Four vendors earned full certification and two others gained conditional approval from the
Certification Commission for Healthcare Information Technology (CCHIT), as the federally sanctioned private organization announced the results of its first-ever testing of electronic health records (EHRs) for acute care.
CCHIT said Monday that CPSI System version 15 from Computer Programs and Systems Inc. (Mobile, Ala.); Sunrise Acute Care version 4.5, Service Pack 4, from Eclipsys (Atlanta, Ga.); EpicCare Inpatient’s spring 2007 release from Epic Systems (Madison, Wis.); and version 7.0 of the clinical system from Healthcare Management Systems (Nashville, Tenn.), met 100 percent of testing criteria.
Additionally, CCHIT granted pre-market, conditional certification to Siemens Medical Solutions USA for Soarian Clinicals version 2.0C5 with Siemens Pharmacy and Medication Administration Check version 24.0, and to Houston-based Prognosis Health Information Systems for version 1.0 of ChartAccess.
“That means that we don’t have a live site that’s been on the system for 45 days,” CCHIT Chairman Mark Leavitt says of the pre-market designation.
CCHIT officials believe the six products represent nearly a quarter of the U.S. market for complete inpatient systems, including computerized physician order entry (CPOE), electronic medication administration, and clinical decision support, all of which are part of the certification criteria. “We think there are 25 inpatient EHR vendors with full CPOE,” Leavitt says.
The first time CCHIT tested ambulatory products, in mid-2006, 20 vendors -- or nearly 10 percent of the estimated market for outpatient EHRs -- earned certification (see First Certified EHR Products Unveiled). On Monday, the commission disclosed that MedAppz iSuite version 3.5 became the 98th ambulatory product to earn certification since that program began more than a year ago, and the 10th to pass testing against the 2007 ambulatory criteria.

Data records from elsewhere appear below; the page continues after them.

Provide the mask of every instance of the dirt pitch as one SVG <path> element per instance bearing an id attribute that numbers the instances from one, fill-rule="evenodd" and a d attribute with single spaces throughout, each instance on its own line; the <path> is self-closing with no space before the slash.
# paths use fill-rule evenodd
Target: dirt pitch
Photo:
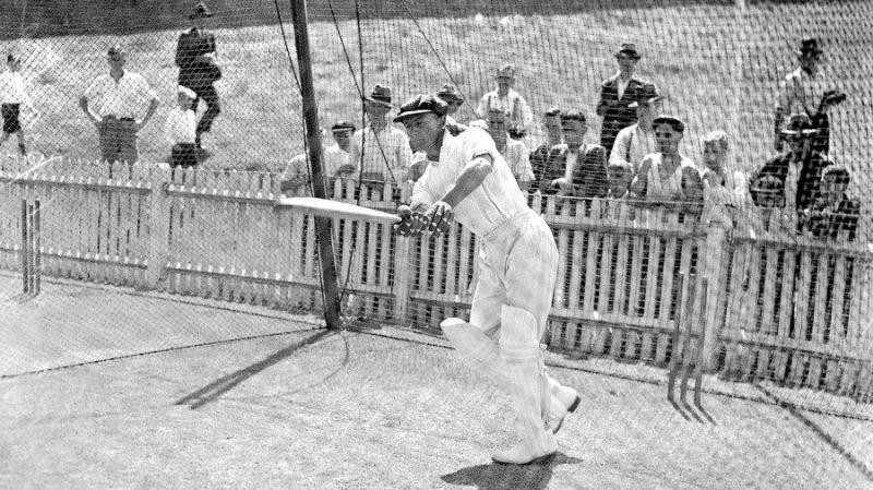
<path id="1" fill-rule="evenodd" d="M 0 488 L 873 488 L 873 423 L 553 355 L 581 409 L 548 465 L 491 464 L 509 397 L 434 336 L 0 275 Z M 109 359 L 109 360 L 106 360 Z"/>

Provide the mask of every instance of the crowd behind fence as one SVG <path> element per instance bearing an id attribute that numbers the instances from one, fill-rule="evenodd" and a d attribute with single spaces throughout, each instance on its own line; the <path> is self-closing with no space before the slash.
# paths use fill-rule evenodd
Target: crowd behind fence
<path id="1" fill-rule="evenodd" d="M 110 178 L 93 163 L 4 159 L 0 181 L 3 268 L 21 264 L 22 201 L 38 200 L 47 276 L 301 314 L 321 308 L 314 224 L 275 206 L 276 174 L 131 165 L 115 167 Z M 331 195 L 383 211 L 396 206 L 391 184 L 357 196 L 356 186 L 334 181 Z M 408 198 L 409 186 L 398 192 Z M 671 342 L 681 308 L 674 284 L 680 274 L 696 274 L 710 287 L 705 301 L 690 292 L 698 310 L 692 337 L 709 371 L 873 396 L 868 239 L 822 242 L 786 231 L 781 214 L 754 210 L 727 228 L 620 200 L 529 199 L 561 254 L 553 348 L 665 366 L 681 354 Z M 478 252 L 468 230 L 456 225 L 441 237 L 410 239 L 382 224 L 333 226 L 343 309 L 352 321 L 435 328 L 467 311 Z"/>

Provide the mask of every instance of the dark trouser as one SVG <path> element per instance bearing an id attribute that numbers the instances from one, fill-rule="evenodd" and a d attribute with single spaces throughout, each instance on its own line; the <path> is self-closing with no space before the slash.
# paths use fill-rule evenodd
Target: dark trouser
<path id="1" fill-rule="evenodd" d="M 198 165 L 198 145 L 194 143 L 176 143 L 172 145 L 170 167 L 194 167 Z"/>
<path id="2" fill-rule="evenodd" d="M 203 99 L 203 101 L 206 104 L 206 111 L 203 112 L 203 117 L 200 118 L 200 122 L 198 122 L 198 129 L 196 129 L 198 145 L 200 145 L 200 135 L 212 129 L 212 121 L 216 117 L 218 117 L 218 115 L 222 112 L 222 105 L 218 100 L 218 92 L 216 92 L 215 85 L 208 84 L 208 85 L 189 86 L 189 88 L 191 88 L 198 94 L 198 98 L 195 98 L 194 104 L 191 105 L 191 110 L 193 110 L 194 112 L 198 111 L 198 105 L 201 99 Z"/>
<path id="3" fill-rule="evenodd" d="M 827 112 L 818 112 L 810 119 L 813 128 L 818 130 L 818 133 L 812 138 L 812 151 L 827 155 L 830 150 L 830 119 L 827 117 Z"/>
<path id="4" fill-rule="evenodd" d="M 131 118 L 104 116 L 99 124 L 100 158 L 104 162 L 133 164 L 140 159 L 135 124 Z"/>

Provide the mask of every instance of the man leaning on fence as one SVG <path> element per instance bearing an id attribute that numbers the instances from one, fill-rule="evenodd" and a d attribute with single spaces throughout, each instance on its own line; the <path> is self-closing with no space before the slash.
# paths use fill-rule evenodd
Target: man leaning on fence
<path id="1" fill-rule="evenodd" d="M 97 76 L 79 99 L 85 115 L 97 127 L 104 162 L 134 163 L 140 159 L 136 133 L 152 119 L 158 106 L 148 82 L 124 69 L 127 51 L 116 45 L 107 51 L 109 73 Z M 145 104 L 148 108 L 136 119 Z M 91 105 L 95 104 L 95 111 Z"/>
<path id="2" fill-rule="evenodd" d="M 776 150 L 782 150 L 779 131 L 786 117 L 791 113 L 804 113 L 810 118 L 810 126 L 816 130 L 812 140 L 812 150 L 827 154 L 830 150 L 830 118 L 828 112 L 837 104 L 846 99 L 846 95 L 837 89 L 822 67 L 824 50 L 814 37 L 800 41 L 797 51 L 797 70 L 786 75 L 779 86 L 779 98 L 776 103 Z"/>

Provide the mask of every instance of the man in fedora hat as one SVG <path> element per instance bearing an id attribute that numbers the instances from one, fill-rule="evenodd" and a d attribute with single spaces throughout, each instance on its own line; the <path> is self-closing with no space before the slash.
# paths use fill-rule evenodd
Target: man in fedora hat
<path id="1" fill-rule="evenodd" d="M 786 210 L 800 211 L 810 207 L 820 195 L 822 170 L 830 162 L 814 147 L 818 129 L 803 112 L 793 113 L 779 138 L 788 142 L 789 151 L 766 164 L 752 176 L 770 175 L 782 183 L 782 199 Z"/>
<path id="2" fill-rule="evenodd" d="M 159 103 L 145 77 L 124 68 L 128 53 L 121 46 L 110 47 L 106 55 L 109 73 L 88 85 L 79 106 L 97 127 L 100 159 L 133 164 L 140 159 L 137 133 L 152 119 Z"/>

The market for inpatient EHRs is more mature than for ambulatory systems and has gone through more consolidation, but Leavitt says “there’s still a very active market for new systems and replacements on the hospital side.” He also believes that the inpatient market is 10 to 20 times larger in terms of dollar value.
For inpatient certification, each vendor paid $34,000 for the testing process, including $5,800 in annual maintenance fees. Certification is good for up to three years, provided that vendors pay the same maintenance charge in the second and third years.
The second, quarterly application window began last week and will remain open through Nov. 14. The commission will announce any new inpatient certifications in late January. Ambulatory certification is an ongoing process.